Паша опускает голову, ему неловко и хотелось бы перевести разговор, но не придумать как. И оттого он злится на себя.
Днем он высмотрел в саду на краю поселка пионы.
Дождался темноты, вышел из дому, спустился с горы в низину, где его сразу охватил влажный и холодный воздух, и спрятался в кустах. Когда погасили огни и умолкли голоса, он перелез через забор, наломал букет влажных пионов и тем же путем выбрался наружу. Он шел по темной дороге, держа пионы под пиджаком, и чувствовал сквозь рубашку их прохладную тяжесть.
Он положил цветы на Лелино окно — в доме все спали с открытыми окнами — и постоял несколько секунд, прислушиваясь. Тишина…
Тогда он пошел к себе, на цыпочках миновал скрипучий коридор и нырнул под одеяло, но тут же спохватился: сдвинулся на кровати так, чтобы ступни были на весу: ноги-то немытые, перепачкаешь простыни — достанется от бабушки!
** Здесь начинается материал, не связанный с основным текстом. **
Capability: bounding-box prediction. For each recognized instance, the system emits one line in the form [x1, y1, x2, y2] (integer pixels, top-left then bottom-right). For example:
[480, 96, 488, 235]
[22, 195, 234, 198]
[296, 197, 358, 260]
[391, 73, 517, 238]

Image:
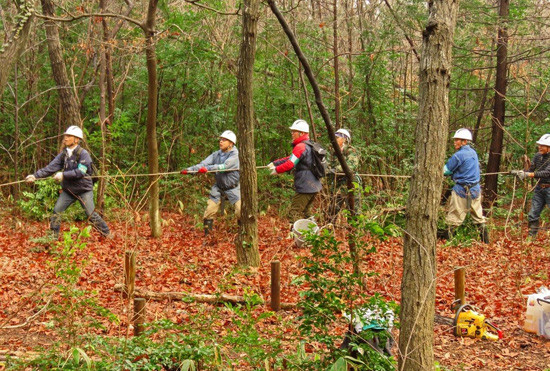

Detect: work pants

Перед тем как уснуть, он представил себе весь прошедший день, улыбнулся и подумал: «Хорошо!» И это означало: «Все хорошо». С улыбкой он и уснул, едва-едва ощущая, как приятно щиплет и стягивает ноги после холодной земли, росы и крапивы.
Утром он вскочил с постели, переполненный предчувствием какой-то развязки, словно внутри натянулась живая струна. Чуть дотронешься — она вздрогнет и зазвенит.
Вышел в сад. Услышал голос — мужской, незнакомый. Весь обратился в слух. Встал за углом дома. Машинально ковырял пальцем мох между бревен, машинально следил глазами за жуком, который как-то странно — рывками — двигался по бревну… Незнакомый голос произнес:
— Ну, так что, поедем на Долгое? Это же близко — пятнадцать километров. Пользуйтесь, я сегодня выходной…
— Если признаетесь, поеду… — Это Леля.
— В чем признаться?
— Сережа… (укоризненно). Ну, говорите, когда вы принесли цветы?
Мальчик замер.
— Цветы? — Искреннее удивление в голосе.
— Не притворяйтесь, вот эти. (Пауза, покашливание, растерянный смех.)